World Sailing verpflichtet den olympischen Segelsport zu einem strukturierten Prozess der Messung und Reduzierung seiner Umweltauswirkungen. Durch ein weltweites Projekt zur Lebenszyklusanalyse (LCA), das alle olympischen Klassen abdeckt, will der Verband die Nachhaltigkeit zu einem zentralen Kriterium der zukünftigen technischen Regeln, der Auswahl der Ausrüstung und der strategischen Entscheidungen bis 2032 machen.
Eine umfassende Analyse des Lebenszyklus von olympischen Booten
Das Projekt basiert auf der Durchführung von 12 Monaten umfassender LCA-Analysen, die den gesamten Lebenszyklus der Boote in den sechs olympischen Klassen abdecken: Herstellung, Transport, Nutzung, Wartung und Ende der Lebensdauer.
Das Ziel ist klar: Den ökologischen Fußabdruck jeder Klasse genau zu quantifizieren, um zuverlässige, vergleichbare und unabhängig geprüfte Daten zu erhalten.
Diese Analysen werden insbesondere die Auswirkungen von Materialien, industriellen Prozessen, Produktionsmengen und Designentscheidungen bewerten und so eine bislang unbekannte globale Sicht auf den olympischen Segelsport ermöglichen.
Ein strukturierendes Instrument für zukünftige Regeln und Standards
Die Ergebnisse des LCA-Projekts werden nicht theoretisch bleiben.

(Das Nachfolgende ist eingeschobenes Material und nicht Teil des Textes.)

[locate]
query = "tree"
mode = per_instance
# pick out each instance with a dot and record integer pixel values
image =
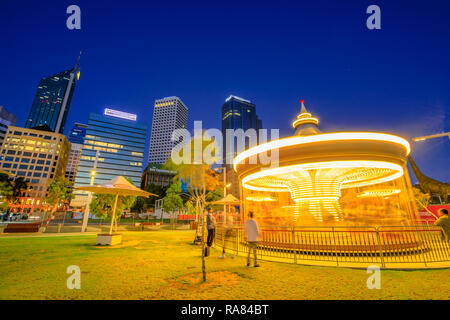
(5, 193)
(172, 200)
(59, 192)
(102, 205)
(19, 185)
(197, 173)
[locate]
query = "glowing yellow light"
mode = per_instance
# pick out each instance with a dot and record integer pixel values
(378, 193)
(393, 171)
(259, 198)
(340, 136)
(299, 121)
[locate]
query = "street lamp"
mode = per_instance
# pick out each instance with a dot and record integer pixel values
(86, 210)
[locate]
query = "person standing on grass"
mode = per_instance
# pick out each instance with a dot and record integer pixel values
(444, 223)
(228, 232)
(252, 232)
(211, 227)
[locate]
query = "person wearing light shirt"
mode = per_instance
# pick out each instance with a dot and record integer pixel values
(252, 232)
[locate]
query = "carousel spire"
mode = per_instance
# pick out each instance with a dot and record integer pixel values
(305, 124)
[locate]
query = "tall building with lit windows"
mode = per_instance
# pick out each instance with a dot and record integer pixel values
(6, 119)
(169, 114)
(76, 139)
(120, 142)
(38, 157)
(52, 101)
(237, 113)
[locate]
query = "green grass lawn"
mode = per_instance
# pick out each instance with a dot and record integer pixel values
(166, 265)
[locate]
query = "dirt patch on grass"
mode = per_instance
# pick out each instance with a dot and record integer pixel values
(213, 279)
(130, 243)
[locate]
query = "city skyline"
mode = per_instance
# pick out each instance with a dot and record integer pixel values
(350, 77)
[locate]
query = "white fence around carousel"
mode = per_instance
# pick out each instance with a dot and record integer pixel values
(385, 246)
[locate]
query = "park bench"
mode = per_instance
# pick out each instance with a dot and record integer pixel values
(141, 225)
(22, 227)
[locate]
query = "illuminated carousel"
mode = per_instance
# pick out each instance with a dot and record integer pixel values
(339, 189)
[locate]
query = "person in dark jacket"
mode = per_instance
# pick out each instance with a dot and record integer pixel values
(211, 227)
(444, 223)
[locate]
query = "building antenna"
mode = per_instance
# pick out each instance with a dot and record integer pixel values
(78, 61)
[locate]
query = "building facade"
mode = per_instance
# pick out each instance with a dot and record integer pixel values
(77, 133)
(120, 142)
(237, 113)
(52, 101)
(76, 139)
(37, 156)
(157, 176)
(169, 114)
(6, 119)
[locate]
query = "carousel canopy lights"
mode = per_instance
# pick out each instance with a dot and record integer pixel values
(339, 136)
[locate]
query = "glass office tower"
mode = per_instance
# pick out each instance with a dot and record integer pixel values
(77, 133)
(120, 142)
(76, 139)
(52, 101)
(237, 113)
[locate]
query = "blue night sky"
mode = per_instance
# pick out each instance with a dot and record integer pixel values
(273, 53)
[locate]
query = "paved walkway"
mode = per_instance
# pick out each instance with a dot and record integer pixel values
(44, 235)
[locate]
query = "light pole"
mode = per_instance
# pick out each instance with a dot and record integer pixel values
(225, 186)
(86, 210)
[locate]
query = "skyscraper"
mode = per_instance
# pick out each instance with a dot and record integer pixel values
(77, 133)
(6, 119)
(76, 139)
(52, 101)
(237, 113)
(120, 141)
(169, 114)
(37, 156)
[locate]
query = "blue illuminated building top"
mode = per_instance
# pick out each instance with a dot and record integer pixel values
(121, 146)
(77, 133)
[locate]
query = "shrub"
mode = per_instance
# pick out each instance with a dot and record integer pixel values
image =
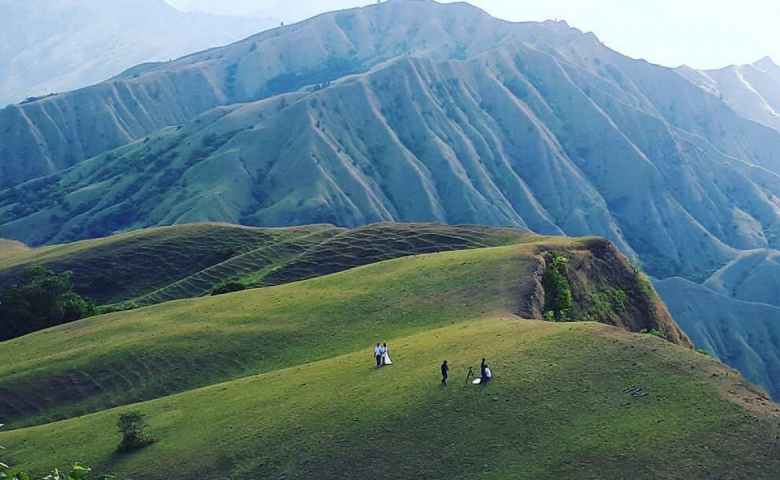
(654, 332)
(43, 299)
(557, 290)
(132, 426)
(228, 287)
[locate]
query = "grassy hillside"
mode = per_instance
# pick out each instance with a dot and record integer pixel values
(147, 353)
(559, 408)
(123, 267)
(279, 382)
(745, 335)
(157, 265)
(11, 248)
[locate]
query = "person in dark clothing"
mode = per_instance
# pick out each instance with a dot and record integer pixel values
(378, 354)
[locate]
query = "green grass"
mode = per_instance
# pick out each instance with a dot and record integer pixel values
(126, 266)
(551, 413)
(132, 356)
(278, 382)
(156, 265)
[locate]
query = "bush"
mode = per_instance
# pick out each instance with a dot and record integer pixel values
(228, 287)
(43, 299)
(132, 426)
(557, 290)
(654, 332)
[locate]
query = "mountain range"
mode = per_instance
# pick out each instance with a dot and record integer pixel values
(411, 110)
(49, 46)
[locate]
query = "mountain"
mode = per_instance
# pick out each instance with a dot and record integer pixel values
(751, 90)
(742, 334)
(184, 261)
(263, 375)
(49, 46)
(531, 125)
(407, 111)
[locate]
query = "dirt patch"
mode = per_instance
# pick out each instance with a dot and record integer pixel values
(605, 288)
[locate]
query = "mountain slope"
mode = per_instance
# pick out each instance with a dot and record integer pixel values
(47, 135)
(49, 46)
(138, 355)
(153, 266)
(568, 400)
(742, 334)
(489, 140)
(751, 90)
(135, 264)
(754, 276)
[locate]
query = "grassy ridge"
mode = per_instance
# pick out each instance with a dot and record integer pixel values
(132, 356)
(126, 266)
(157, 265)
(551, 413)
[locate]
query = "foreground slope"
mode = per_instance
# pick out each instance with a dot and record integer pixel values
(743, 334)
(582, 401)
(160, 264)
(130, 265)
(138, 355)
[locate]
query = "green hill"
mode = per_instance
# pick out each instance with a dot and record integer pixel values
(279, 382)
(147, 353)
(152, 266)
(125, 266)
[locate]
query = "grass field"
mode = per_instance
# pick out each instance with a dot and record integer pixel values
(552, 412)
(278, 382)
(131, 356)
(157, 265)
(126, 266)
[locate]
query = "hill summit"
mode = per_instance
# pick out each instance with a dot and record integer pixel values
(280, 382)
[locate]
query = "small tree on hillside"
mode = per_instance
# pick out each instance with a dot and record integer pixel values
(132, 426)
(41, 300)
(557, 290)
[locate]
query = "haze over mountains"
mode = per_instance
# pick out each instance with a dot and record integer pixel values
(416, 111)
(751, 90)
(49, 46)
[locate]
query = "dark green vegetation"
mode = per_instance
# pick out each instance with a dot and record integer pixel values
(411, 111)
(147, 353)
(126, 267)
(133, 428)
(148, 267)
(41, 299)
(558, 299)
(278, 381)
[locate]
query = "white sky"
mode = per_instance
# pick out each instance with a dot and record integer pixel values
(699, 33)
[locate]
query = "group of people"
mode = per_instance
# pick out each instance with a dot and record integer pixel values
(382, 355)
(485, 373)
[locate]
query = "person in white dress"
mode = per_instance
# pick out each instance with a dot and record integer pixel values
(386, 355)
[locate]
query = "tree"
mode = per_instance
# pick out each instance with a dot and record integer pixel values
(43, 299)
(132, 426)
(557, 290)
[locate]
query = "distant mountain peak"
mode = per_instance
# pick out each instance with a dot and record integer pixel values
(766, 62)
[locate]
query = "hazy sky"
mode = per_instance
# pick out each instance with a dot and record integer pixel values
(700, 33)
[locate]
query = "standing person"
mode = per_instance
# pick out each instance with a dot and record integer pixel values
(386, 355)
(378, 354)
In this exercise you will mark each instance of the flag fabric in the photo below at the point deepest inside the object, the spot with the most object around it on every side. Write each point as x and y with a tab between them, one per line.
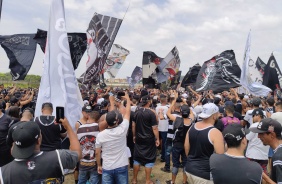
101	34
77	43
246	81
255	74
136	76
169	66
149	67
191	76
20	49
58	83
115	61
175	80
219	73
272	77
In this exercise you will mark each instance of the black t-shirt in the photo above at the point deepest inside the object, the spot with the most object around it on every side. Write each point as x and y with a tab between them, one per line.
234	170
276	171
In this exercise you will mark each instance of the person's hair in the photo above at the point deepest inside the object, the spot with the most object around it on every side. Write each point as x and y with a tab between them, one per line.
279	105
232	142
95	115
229	108
14	112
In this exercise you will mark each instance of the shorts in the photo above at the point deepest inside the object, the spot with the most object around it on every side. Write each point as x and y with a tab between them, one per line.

World Sailing plant, sie direkt bei der Entwicklung zukünftiger Regeln, technischer Standards und der Auswahlverfahren für die olympischen Klassen zu verwenden.
Die Umweltverträglichkeit wird somit neben der sportlichen Leistung zu einem Schlüsselkriterium bei der Vorbereitung auf die Olympischen Spiele ab 2032 werden.
Dieser Ansatz steht im Einklang mit den Verpflichtungen von World Sailing im Rahmen seiner Nachhaltigkeitsagenda 2030 und der vom IOC getragenen Olympischen Vision, die darauf abzielt, Umweltfragen vollständig in die Entscheidungen über Ausrüstung und Organisation zu integrieren.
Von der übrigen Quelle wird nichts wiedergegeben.